Her fingers were bloody and she dug them into the deck, trying to pull herself up, but she couldn’t muster the strength. “Please,” she begged. “Don’t ask me. Just stop. Please.”
“Designation: Moira Maclean, Captain, will identify this star system.”
It never stopped. Idolator kept asking and asking no matter what she did. Cursed, begged, demanded, pleaded. She couldn’t keep doing this. “Hyperion Hive,” she squeezed her eyes shut, holding back self-hating tears. “It’s called Hyperion Hive.” Her weakness sickened her.
“Subject response: truthful. Imperative: enacted.”
The breath rushed from Moira’s lungs as warmth filled her from top to bottom, ten years of really great sex making every part of her tingle, the pain and exhausation washed away in an instant. The pleasure lingered even longer then pain had and only slowly retreated, Moira desperately trying to hold onto it, but it vanished like morning mist, leaving her naked and bloody on the floor of an alien cell. No longer having the pleasure was even worse than the pain.
“Designation: Moira Maclean, Captain, cooperative,” the flat voice of her interrogator informed her. “Condition: replicable. Designation: Moira Maclean, Captain, will identify system designated Hyperion Hive’s primary command nexus.”
Moira looked up, her lip quivering as she realized what she was being asked to do. “I won’t,” she asserted, trying to sound confident and defiant. “I won’t.”
“Highthreat analysis: incorrect.
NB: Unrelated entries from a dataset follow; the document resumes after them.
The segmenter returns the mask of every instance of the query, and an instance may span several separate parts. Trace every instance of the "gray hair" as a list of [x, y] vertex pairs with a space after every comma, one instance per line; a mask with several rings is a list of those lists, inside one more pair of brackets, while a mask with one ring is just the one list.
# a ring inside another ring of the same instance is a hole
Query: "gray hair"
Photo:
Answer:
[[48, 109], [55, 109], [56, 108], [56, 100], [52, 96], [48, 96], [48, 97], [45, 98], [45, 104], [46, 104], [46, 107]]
Designation: Moira Maclean, Captain, will identify system designated Hyperion Hive’s primary command nexus. If designation: Moira Maclean, Captain, complies, favourable stimulation of nervous system will commence.”
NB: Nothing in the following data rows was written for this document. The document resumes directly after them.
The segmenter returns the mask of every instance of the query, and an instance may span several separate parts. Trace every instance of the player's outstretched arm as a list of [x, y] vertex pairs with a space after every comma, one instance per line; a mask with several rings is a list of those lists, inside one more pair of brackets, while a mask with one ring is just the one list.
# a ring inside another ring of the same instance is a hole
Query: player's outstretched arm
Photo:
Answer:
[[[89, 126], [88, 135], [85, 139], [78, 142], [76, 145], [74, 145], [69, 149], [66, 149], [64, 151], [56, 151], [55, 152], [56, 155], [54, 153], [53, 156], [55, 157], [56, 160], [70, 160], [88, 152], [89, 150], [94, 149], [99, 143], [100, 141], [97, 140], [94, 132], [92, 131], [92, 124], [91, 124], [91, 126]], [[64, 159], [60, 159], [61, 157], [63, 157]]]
“No,” she shook her head, the movement jerky and pained. “No. I don’t care what you do to me, what you promise. I won’t help you.”
“Highthreat analysis: incorrect. Imperative: comparative demonstration necessary.”
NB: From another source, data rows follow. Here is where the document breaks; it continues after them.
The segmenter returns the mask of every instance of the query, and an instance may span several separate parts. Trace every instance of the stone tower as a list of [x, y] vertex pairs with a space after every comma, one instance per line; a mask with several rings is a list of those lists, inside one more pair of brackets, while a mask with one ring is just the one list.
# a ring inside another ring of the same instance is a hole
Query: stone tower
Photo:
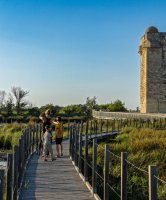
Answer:
[[166, 113], [166, 33], [151, 26], [139, 46], [140, 111]]

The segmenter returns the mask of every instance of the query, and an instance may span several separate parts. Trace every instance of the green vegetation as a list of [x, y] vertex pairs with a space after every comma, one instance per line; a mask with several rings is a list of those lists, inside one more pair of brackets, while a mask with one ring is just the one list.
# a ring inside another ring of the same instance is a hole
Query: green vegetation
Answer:
[[11, 93], [0, 90], [0, 122], [39, 122], [40, 113], [47, 109], [51, 110], [52, 117], [61, 116], [72, 119], [90, 119], [92, 109], [104, 111], [127, 111], [125, 104], [120, 100], [111, 103], [97, 104], [96, 97], [87, 97], [84, 104], [74, 104], [67, 106], [58, 106], [46, 104], [44, 106], [34, 107], [32, 103], [26, 100], [29, 91], [21, 87], [12, 87]]
[[97, 110], [105, 110], [108, 112], [126, 112], [127, 108], [125, 108], [125, 104], [120, 100], [116, 100], [114, 102], [108, 104], [97, 105]]
[[[118, 155], [122, 151], [128, 152], [128, 160], [145, 170], [150, 164], [162, 169], [166, 163], [166, 131], [124, 128], [122, 134], [110, 143], [110, 148]], [[162, 170], [158, 172], [166, 179]]]
[[[158, 176], [166, 181], [166, 131], [152, 129], [124, 128], [122, 133], [109, 142], [110, 151], [110, 180], [116, 191], [120, 191], [120, 156], [128, 152], [128, 199], [141, 200], [148, 196], [148, 165], [156, 165]], [[104, 163], [104, 145], [98, 147], [98, 165], [102, 172]], [[92, 152], [92, 150], [91, 150]], [[115, 156], [115, 155], [117, 156]], [[139, 170], [140, 168], [141, 170]], [[146, 171], [146, 172], [145, 172]], [[166, 196], [166, 185], [159, 181], [159, 199]]]
[[25, 127], [25, 124], [18, 123], [0, 126], [0, 149], [12, 149], [18, 143]]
And she screamed all over again.
~
“No…”
“Designation: Moira Maclean, Captain, will identify system designated Hyperion Hive’s primary command nexus.”
“Please…”
“Designation: Moira Maclean, Captain, will identify system designated Hyperion Hive’s primary command nexus.”
“Please…”
“Designation: Moira Maclean, Captain, will identify system designated Hyperion Hive’s primary command nexus.”
“Stop it, please…”
“Designation: Moira Maclean, Captain, will identify system designated Hyperion Hive’s primary command nexus.”
“Don’t ask me… I can’t… I won’t…”
“Subject status: poor. Analysis: highthreat subject in need of revitalization. This unit can provide. Designation: Moira Maclean, Captain, will identify system designated Hyperion Hive’s primary command nexus. Information: already known. Designation: Moira Maclean, Captain, would be confirming extant records, not divulging heretofor unknown data. Subject’s imperative: confirm information. Cooperation: rewarded.”
She wanted it to stop. Moira squeezed her eyes shut, trying to block everything from her mind, trying once more to beg any listening gods to end this and end it now, but she heard nothing. If any of them were even listening. If they were even there. She cried, covering her face with her hands. Part of her screamed at her not to say anything, but it wasn’t the part that had been flayed and burned and boiled and torn open over and over and over and over again. Don’t say it! that voice begged her. Don’t give them anything!
“Designation: Moira Maclean, Captain, will respond,” the voice commented.
If she didn’t answer, it would torture her again. If she lied, it would torture her. If she didn’t give it the answer it wanted, it would happen to her again and again and it would never stop. Forgive me. Please… forgive me. “The asteroid,” she sobbed. “Around the third planet.”
Warmth enfolded her again, lifting her up in a clear, warm sky, her body singing to her as every inch of her skin was caressed by a thousand lovers. She was only dimly aware of a voice speaking.
“Designation: Moira Maclean, Captain, cooperative.”